The exposition is gradual; everything is filtered through Hadrian’s perspective, so you learn about the universe as he does. This makes the setting feel authentic and lived-in, with a constant sense that there’s always more to be discovered.
The pacing is what made this a strange read, as it’s very different from most science fiction novels. You’re not reading to find out what happens — Hadrian spoils that on the very first page — but to understand how and why it happens. It feels like a 4,000-page autobiography, where the first 700 pages (book one) are devoted entirely to the subject’s early life. It isn’t flashy; Ruocchio takes his time establishing the world and Hadrian’s inner conflict before the larger stakes finally come into focus.
Because of this, it’s worth committing to at least the first two books, not just Empire of Silence. Everything is part of the same massive, interconnected story, and the series needs time to settle in before it really gets going. I took a couple of weeks between each of the first few books, but by the end I was so invested that I took barely a week to finish the rest of the series.
The frame narrative gives the story a reflective, almost confessional quality, as though Hadrian is trying to set the record straight. This tone is established from the very first pages:
Light.
The light of that murdered sun still burns me. I see it through my eyelids, blazing out of history from that bloody day, hinting at fires indescribable. It was like something holy, as if the sun were torn asunder and it was the light from the Gods’ own heaven that burned the world and billions of lives with it. I carry that light always, seared into the back of my mind. I make no excuses, no apologies, no denials for what I have done. I am what I am, and I know it could have been no other way.

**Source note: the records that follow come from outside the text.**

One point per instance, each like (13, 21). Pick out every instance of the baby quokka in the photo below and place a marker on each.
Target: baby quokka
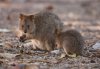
(71, 41)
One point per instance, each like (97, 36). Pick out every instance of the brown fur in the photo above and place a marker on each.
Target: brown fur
(42, 26)
(71, 41)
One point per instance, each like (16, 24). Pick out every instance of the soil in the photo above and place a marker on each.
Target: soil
(81, 15)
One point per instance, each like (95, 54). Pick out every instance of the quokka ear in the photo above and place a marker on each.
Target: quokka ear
(22, 16)
(32, 17)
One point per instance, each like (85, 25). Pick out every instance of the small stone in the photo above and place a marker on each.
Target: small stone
(96, 46)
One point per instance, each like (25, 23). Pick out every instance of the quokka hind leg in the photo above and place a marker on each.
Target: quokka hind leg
(50, 44)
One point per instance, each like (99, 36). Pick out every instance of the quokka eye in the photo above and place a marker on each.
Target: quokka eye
(22, 26)
(28, 26)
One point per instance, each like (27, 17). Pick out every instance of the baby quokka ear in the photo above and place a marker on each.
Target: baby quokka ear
(22, 16)
(32, 17)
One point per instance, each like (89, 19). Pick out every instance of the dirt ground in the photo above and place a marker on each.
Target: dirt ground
(82, 15)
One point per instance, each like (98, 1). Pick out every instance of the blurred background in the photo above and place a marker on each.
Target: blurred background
(69, 11)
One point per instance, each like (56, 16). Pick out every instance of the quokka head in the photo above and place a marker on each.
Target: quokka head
(26, 25)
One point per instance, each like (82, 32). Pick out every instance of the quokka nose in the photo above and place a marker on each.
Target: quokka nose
(22, 38)
(25, 31)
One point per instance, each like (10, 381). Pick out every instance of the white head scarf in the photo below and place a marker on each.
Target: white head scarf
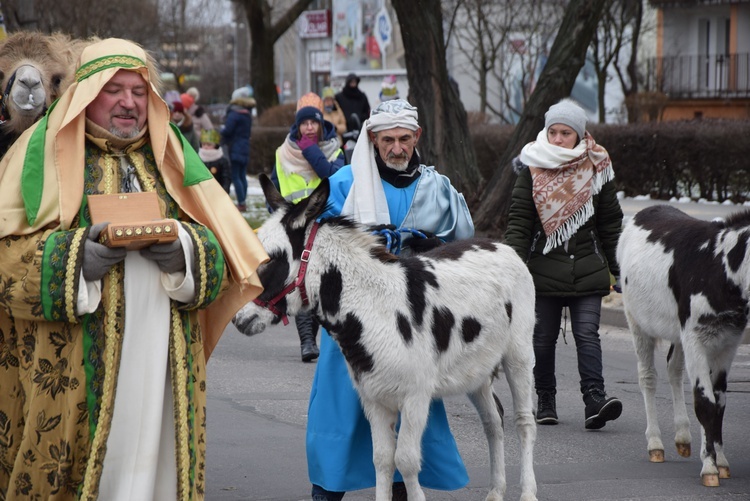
(366, 200)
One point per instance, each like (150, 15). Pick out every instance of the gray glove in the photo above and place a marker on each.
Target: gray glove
(170, 257)
(98, 258)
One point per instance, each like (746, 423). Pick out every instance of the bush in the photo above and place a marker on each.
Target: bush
(698, 159)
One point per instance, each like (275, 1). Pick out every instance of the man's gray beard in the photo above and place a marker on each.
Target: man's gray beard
(124, 135)
(398, 166)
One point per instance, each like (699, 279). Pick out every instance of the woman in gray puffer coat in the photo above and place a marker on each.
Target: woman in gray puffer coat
(564, 222)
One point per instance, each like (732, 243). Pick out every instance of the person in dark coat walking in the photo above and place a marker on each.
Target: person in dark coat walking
(236, 135)
(564, 221)
(353, 101)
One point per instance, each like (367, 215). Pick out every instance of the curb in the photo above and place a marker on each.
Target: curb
(616, 318)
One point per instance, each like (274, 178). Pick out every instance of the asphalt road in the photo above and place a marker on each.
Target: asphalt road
(257, 410)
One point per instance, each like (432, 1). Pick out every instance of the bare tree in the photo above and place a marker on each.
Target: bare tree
(618, 29)
(265, 29)
(445, 140)
(567, 56)
(504, 44)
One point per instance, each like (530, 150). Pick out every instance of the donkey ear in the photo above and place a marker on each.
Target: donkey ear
(318, 200)
(273, 197)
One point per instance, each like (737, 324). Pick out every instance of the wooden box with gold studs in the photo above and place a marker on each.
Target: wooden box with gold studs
(134, 220)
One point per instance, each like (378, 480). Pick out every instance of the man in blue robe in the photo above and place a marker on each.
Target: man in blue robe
(385, 185)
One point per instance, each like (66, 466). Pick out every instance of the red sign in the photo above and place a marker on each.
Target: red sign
(315, 24)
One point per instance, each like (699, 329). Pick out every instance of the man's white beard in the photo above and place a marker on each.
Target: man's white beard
(125, 135)
(400, 166)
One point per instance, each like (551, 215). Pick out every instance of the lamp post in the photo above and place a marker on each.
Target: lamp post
(234, 56)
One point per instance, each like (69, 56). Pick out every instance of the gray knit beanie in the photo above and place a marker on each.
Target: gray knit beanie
(567, 112)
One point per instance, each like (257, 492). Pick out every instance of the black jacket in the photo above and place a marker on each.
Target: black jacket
(583, 267)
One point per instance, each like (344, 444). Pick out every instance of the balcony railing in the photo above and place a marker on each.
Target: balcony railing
(715, 76)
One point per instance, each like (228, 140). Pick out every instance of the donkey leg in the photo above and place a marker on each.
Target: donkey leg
(383, 428)
(676, 371)
(414, 413)
(720, 375)
(518, 369)
(706, 409)
(492, 421)
(647, 377)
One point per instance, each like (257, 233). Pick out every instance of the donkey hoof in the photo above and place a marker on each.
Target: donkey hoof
(656, 456)
(710, 480)
(683, 450)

If you couldn’t tell, the writing definitely leans toward the poetic. Each book is long, and Hadrian is frequently described by those close to him as melodramatic, so it’s no surprise that his narration reads that way. The prose is dense, giving the series an epic, memoir-like feel rather than an action story.

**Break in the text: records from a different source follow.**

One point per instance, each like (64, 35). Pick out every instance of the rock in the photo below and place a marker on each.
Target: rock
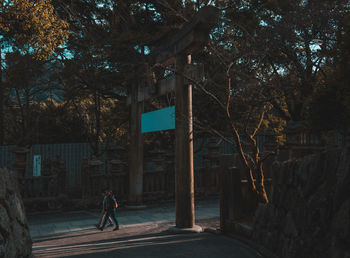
(290, 228)
(309, 210)
(15, 239)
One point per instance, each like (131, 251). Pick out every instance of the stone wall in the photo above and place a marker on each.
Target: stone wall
(309, 210)
(15, 240)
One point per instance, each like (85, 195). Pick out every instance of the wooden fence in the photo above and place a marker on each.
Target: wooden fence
(72, 155)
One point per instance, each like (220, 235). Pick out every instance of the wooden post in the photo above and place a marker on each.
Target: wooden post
(184, 183)
(136, 150)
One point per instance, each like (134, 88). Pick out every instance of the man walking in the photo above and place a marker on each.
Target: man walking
(110, 207)
(103, 213)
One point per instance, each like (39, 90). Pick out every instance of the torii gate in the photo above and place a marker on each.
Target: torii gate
(191, 38)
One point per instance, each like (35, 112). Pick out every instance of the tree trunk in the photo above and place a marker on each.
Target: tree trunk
(260, 186)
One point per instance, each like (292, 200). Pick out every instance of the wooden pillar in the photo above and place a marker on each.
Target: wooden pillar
(136, 150)
(184, 182)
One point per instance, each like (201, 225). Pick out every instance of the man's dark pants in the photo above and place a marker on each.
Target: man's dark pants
(110, 214)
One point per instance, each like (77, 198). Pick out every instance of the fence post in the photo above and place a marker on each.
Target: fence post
(231, 199)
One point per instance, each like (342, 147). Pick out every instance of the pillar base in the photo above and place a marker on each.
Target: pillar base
(194, 229)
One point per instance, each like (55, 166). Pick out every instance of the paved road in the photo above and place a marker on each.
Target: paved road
(143, 233)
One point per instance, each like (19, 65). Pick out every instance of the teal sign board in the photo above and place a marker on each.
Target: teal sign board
(163, 119)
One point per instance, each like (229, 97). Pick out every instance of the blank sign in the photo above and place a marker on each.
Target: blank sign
(163, 119)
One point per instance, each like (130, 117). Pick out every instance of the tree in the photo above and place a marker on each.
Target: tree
(30, 27)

It’s also worth noting that this was Ruocchio’s debut novel. He began writing it at just sixteen and finished around age twenty-two. As a result, the plot can meander, and many readers rank the first book among the weakest in the series. To be fair, Ruocchio himself has admitted that he didn’t fully know where the story was headed at the time. That said, his dialogue and overall command of the story improve noticeably as the series progresses.
I think many readers rate Empire of Silence more highly in hindsight, after finishing the series, because it ultimately feels necessary. It provides the foundation — who Hadrian Marlowe is and where he comes from — and without that grounding, it’s hard to imagine being as emotionally invested in what follows.
Lord Hadrian Marlowe, The Halfmortal, The Palekiller, The Demon in White, The Sun Eater. By the end of the first book, you might even wonder whether you’re meant to like the protagonist at all. Remember, this is Hadrian at his youngest. You’ll have to work for it and stick with him, but it’s worth the effort.